Using Patient Reported Outcomes in Dermatology Trials


In part 3 of this video interview with ACT editor Andy Studna, Melissa Mooney, director, eCOA sales engineering, IQVIA sheds light on the unique challenges of dermatology trials and how clinical outcome assessments can be implemented in them.

ACT: Specifically in dermatology trials, which provide a lot of unique challenges, could you discuss some of the best practices for navigating the use of patient reported outcomes in them?

Mooney: As I mentioned earlier, dermatology is definitely an area that is going to leverage clinical outcome assessments (COAs) in their strategy. So whenever we see a dermatology protocol come our way, we know that most likely that COA strategy in the protocol is going to include, first of all, high volume; a lot of different questionnaires. And that can be challenging for a vendor because it increases the time we need to build and set up the study. And given that a lot of those questionnaires require licensing; licensing to use the assessment electronically, procuring the license can be a challenge in electronic clinical outcome assessment (eCOA) setup, because we are basically at the mercy of the copyright holder and being able to get that that license. So what we do to try to mitigate just the breadth of the COAS that are being used in dermatology studies and the licensing requirements is, again, we leverage an eCOA library where we've worked with the assessment owner to have available off the shelf and our library, the electronic version, also being able to establish the collaboration with the owner to perhaps create an MSA so that we can expedite the licensing of those assessments electronically, is one way we get away from the timeline challenges.

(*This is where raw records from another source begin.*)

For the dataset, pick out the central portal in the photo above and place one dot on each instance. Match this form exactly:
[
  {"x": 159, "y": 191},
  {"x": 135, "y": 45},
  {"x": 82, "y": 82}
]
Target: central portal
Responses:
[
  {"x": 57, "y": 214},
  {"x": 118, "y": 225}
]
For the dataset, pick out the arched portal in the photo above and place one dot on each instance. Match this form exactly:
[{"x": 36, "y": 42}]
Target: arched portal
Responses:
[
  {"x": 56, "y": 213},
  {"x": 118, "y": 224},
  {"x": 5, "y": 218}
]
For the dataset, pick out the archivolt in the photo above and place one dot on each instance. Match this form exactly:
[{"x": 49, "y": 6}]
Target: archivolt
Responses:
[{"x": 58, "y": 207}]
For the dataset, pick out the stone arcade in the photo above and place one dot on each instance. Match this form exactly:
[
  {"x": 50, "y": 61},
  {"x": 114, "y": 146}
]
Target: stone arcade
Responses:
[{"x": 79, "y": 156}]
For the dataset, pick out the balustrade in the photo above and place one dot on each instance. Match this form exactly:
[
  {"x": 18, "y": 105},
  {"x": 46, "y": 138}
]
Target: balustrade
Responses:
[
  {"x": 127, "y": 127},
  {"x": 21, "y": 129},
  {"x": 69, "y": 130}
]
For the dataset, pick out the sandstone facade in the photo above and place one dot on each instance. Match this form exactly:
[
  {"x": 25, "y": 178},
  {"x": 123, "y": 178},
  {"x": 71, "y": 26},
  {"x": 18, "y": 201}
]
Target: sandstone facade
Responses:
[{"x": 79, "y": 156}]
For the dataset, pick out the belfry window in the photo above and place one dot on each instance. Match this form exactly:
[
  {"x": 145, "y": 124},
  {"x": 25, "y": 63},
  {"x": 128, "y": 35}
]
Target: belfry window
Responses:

I think another challenge with dermatology studies is patient compliance. So given the emphasis and the prioritization of COAs in these protocols, usually the patient is required to complete a lot of assessments throughout their participation in the study. And a lot of that is done daily. So what we need to do is really leverage the technology to help drive that compliance. And that's the beauty of eCOA in this type of a situation is that we can use the reminder notifications on the device to drive compliance, we can create reporting windows so that data is being collected when it should be collected. Furthermore, once that data is collected, we know in these trials, it's important that the clinical sites and the study team have real time access to that data. So we need to make sure that we have the ability to create custom reports that are easily accessible to the study team and the site so that they can have oversight of the compliance of the patient, so if there is an issue, we can correct it early on.

So at the end of the day, we're really doing whatever we can within the COA solution to drive the endpoint integrity and protect that data collection. So we said compliance and the breadth of the assessments, I think those are the two main challenges in the dermatology space.